What does receiving this award mean for you professionally?
This kind of recognition is important, not so much for myself but for my staff. It’s a way for the guys to see that the vision, the ‘what we are trying to achieve’ is on track. We’ve got the vision right and are getting recognition for it. From a client perspective it helps to up their level of trust in us.
PAMRO 2017 brought together some great minds in the industry. There is a real sense that Africa is going places. Could you comment?
Absolutely, there were some really exciting presentations. We had delegates representing 22 countries this year, but it was those from outside of Africa – the Europeans, Chinese and Americans – who spoke about how vibrant we are.

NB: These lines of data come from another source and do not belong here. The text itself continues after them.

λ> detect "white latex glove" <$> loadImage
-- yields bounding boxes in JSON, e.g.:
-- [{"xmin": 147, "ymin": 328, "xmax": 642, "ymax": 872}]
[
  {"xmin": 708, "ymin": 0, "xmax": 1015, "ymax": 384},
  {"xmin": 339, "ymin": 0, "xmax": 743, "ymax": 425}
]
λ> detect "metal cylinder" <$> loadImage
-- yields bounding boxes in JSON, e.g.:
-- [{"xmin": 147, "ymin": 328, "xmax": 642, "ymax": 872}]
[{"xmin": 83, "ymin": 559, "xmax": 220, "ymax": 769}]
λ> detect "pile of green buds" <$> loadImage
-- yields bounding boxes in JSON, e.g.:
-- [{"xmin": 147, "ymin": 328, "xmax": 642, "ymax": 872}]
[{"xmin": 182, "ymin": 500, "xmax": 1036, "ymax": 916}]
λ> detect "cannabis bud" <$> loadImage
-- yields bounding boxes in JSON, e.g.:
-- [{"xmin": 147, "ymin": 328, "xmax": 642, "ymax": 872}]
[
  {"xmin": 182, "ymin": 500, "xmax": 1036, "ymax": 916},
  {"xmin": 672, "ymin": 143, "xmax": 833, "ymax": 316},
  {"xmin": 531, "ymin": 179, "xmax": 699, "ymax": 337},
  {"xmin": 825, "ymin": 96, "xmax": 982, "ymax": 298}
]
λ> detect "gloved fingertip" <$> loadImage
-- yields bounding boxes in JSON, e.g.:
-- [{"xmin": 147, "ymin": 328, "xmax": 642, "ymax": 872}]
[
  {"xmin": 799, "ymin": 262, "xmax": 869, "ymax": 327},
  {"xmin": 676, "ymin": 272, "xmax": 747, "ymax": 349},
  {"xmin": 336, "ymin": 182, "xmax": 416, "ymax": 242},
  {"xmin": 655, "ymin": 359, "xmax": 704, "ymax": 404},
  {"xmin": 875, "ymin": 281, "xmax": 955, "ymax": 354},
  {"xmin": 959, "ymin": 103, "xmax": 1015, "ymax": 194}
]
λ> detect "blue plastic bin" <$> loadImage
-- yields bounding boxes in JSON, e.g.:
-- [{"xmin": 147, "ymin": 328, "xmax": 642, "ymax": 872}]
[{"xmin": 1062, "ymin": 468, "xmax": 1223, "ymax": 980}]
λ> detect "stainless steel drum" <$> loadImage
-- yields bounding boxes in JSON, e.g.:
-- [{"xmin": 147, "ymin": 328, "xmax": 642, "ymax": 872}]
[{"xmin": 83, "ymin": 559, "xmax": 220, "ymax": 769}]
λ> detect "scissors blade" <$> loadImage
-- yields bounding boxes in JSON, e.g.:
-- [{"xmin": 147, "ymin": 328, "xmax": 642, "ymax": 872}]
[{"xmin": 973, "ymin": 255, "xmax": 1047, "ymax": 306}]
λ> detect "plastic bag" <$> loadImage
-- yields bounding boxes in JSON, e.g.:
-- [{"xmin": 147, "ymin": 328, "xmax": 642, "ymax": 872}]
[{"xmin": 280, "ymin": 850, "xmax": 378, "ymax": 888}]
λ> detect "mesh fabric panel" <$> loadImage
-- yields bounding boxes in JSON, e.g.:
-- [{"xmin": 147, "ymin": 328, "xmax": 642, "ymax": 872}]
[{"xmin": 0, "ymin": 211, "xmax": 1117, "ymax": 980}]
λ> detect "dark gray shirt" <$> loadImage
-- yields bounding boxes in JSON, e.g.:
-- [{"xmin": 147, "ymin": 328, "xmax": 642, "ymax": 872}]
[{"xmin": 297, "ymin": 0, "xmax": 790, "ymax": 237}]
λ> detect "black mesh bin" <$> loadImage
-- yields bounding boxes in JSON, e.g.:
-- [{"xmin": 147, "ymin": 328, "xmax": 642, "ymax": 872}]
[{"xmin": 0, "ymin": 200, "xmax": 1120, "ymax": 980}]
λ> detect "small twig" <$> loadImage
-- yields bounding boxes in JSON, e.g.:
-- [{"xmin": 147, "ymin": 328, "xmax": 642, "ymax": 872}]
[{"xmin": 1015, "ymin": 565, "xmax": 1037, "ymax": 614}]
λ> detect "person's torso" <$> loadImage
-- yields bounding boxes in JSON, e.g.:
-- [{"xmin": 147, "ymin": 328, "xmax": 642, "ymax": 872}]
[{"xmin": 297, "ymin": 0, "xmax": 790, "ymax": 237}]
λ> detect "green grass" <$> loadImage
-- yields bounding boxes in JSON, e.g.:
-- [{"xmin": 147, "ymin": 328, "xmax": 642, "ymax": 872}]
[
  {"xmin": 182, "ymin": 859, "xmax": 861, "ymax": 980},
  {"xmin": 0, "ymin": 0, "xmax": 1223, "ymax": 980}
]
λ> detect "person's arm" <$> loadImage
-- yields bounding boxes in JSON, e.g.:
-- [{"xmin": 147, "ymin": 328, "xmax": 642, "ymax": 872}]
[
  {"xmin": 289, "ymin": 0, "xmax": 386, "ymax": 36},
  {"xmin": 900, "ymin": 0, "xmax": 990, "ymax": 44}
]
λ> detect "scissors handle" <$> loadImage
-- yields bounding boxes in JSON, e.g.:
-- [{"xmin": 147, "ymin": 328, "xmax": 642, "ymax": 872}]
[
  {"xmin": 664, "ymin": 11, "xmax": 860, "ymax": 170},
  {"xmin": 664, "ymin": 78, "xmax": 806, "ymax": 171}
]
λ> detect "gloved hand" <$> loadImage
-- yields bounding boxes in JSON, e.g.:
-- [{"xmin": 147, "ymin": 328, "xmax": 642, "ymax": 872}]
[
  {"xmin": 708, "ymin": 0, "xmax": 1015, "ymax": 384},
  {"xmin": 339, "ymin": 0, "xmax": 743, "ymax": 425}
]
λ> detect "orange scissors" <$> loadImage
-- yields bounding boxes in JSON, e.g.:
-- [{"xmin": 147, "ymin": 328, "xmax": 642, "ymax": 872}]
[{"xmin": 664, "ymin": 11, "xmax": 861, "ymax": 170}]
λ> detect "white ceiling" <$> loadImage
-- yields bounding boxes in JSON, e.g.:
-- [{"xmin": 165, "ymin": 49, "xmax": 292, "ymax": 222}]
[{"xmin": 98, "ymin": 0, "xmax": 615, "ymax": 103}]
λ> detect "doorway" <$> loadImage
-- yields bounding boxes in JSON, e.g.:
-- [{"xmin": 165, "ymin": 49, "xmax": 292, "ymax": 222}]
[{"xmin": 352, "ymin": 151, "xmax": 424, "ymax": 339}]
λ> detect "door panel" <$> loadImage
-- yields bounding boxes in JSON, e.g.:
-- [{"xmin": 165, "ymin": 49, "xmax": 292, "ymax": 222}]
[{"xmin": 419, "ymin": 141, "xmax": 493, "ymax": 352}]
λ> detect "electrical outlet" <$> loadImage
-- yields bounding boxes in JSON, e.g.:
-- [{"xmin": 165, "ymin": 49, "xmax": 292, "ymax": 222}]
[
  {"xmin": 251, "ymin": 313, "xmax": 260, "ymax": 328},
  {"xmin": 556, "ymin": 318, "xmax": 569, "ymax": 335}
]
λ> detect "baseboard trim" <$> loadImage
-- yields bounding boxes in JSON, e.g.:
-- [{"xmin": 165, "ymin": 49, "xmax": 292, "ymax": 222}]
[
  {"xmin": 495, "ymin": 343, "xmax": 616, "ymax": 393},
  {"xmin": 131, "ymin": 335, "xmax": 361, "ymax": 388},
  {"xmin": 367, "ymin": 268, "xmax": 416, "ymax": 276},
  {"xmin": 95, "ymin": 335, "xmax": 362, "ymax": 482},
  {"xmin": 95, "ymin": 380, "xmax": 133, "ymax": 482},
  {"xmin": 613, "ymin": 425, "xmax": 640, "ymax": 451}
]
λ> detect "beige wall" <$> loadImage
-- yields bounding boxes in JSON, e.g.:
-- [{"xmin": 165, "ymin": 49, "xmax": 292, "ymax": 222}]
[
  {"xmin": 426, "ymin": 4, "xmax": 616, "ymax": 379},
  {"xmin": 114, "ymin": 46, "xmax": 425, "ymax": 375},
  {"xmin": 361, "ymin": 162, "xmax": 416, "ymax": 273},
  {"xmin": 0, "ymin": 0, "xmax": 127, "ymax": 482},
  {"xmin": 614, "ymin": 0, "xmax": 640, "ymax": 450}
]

The ideas coming from Africa are at the cutting edge. We can confidently apply our knowledge to the developed and the developing world. We’ve got the commitment, the brains and the passion to do it.
Have any of the insights from PAMRO 2017 inspired you to change tack/look at business differently?
I learn something every year. One of the strong points I have is futurising. It’s critical to look at the trends in things such as AI, predictive analytics etc to future-proof ourselves. I look at these things from an implementation perspective and provide details of what it means to business. Africa is more ready than anywhere else. Take Europe for example, it’s an old environment where things have been done in a particular way for millennia. It’s difficult to make quick adaptive changes in that environment. Africa is young, it’s more open to change and we are willing to change and we are passionate about growth.
Where do you believe the greatest challenge/potential lies for the industry in 2017?
Challenge and potential is exactly the same thing. It has so much to do with a fear around collaborating, but if we engage with each other to find solutions to the challenges we can realise the possibility. We see this at PAMRO. We’ve witnessed how people have collaborated and worked together towards a solution. One company can’t change everything on its own.
Why is PAMRO important for the industry?
We want Africa to grow. That’s our passion. The only way to grow is through investment in Africa. For this to happen our data needs to be more robust, it needs to be accurate and trustworthy. We have this huge growing middle class, but we don’t have enough data to make it easier for brands to put decent money behind investing in Africa.
We are starting to expand our reach from being just in the media research industries. By including presentations from the likes of Coca-Cola’s Leana Less we are beginning to look at things from the client’s perspective, from the communications channel. Our pool of delegates growing to incorporate these ideas. We might be called PAMRO [Pan African Media Research Organisation] but that’s not all we stand for, we have enlarged our constituency to include all marketing and communications. PAMRO will become a name, not just an acronym.